The KOSMA telescope, jointly developed by Chinese and German scientists, will have a trial run by the end of this year, a scientist told state-run Xinhua today.
The telescope, a 3-meter sub-millimeter-wave instrument, is part of the Yangbajain Astronomical Observatory at Yangbajain township on the suburbs of Tibet’s capital Lhasa.
“It is China’s first sub-millimeter-wave telescope that can perform regular astronomical observation and Tibet’s first professional telescope,” said Wang Junjie, a researcher with National Astronomical Observatories of Chinese Academy of Sciences.
The new telescope is also the highest sub-millimeter-wave telescope in the Northern Hemisphere, according to Wang, who is also the leader of the telescope project.
The initiative, launched in 2009, is dedicated to joint research between several Chinese institutes and Germany’s University of Cologne.
It saw the dismantling of the KOSMA telescope in the Swiss Alps in 2009 and relocation to the current site at an altitude of 4,300 meters, one of the best places to observe cosmic rays in the world.

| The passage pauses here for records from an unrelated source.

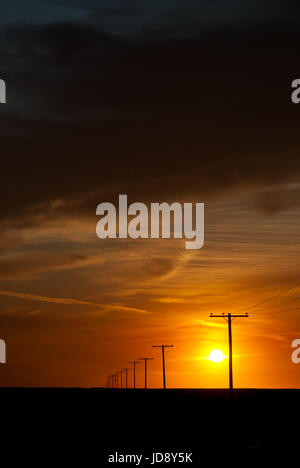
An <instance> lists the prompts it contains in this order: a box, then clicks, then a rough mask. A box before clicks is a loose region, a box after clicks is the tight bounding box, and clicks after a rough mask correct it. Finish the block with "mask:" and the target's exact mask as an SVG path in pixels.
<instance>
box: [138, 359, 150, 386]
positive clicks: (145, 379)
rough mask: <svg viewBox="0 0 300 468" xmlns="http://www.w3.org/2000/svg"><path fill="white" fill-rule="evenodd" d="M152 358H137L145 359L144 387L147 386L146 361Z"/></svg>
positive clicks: (141, 359) (146, 367)
mask: <svg viewBox="0 0 300 468" xmlns="http://www.w3.org/2000/svg"><path fill="white" fill-rule="evenodd" d="M152 359H153V358H139V360H140V361H145V388H147V361H149V360H150V361H151V360H152Z"/></svg>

Wang said that superb atmospheric transparency had also made the site an ideal one.
Under the agreement, the telescope will be owned by China but the University of Cologne will be given 20 per cent of observation time after it goes operational.

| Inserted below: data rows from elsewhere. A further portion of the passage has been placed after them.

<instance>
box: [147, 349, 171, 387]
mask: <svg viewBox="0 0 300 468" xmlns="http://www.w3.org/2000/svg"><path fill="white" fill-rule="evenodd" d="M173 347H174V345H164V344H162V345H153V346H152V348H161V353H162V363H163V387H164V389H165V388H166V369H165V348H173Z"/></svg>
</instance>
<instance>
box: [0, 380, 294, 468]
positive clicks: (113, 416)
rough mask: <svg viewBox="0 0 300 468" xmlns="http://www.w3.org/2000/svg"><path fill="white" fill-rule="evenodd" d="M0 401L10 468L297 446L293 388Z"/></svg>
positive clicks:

Wang said the telescope will be used to study subjects including molecular clouds and star formations, and, “We expect to make breakthroughs in research.”
It is also hoped that the telescope will boost training of Chinese personnel in sub-millimeter-wave astronomy and prepare for the country’s further development of a large-scale sub-millimeter-wave telescope, the scientist said.
Sub-millimeter-wave astronomy refers to astronomical observations carried out in the region of the electromagnetic spectrum with wavelengths from approximately 0.3 to 1 millimeter.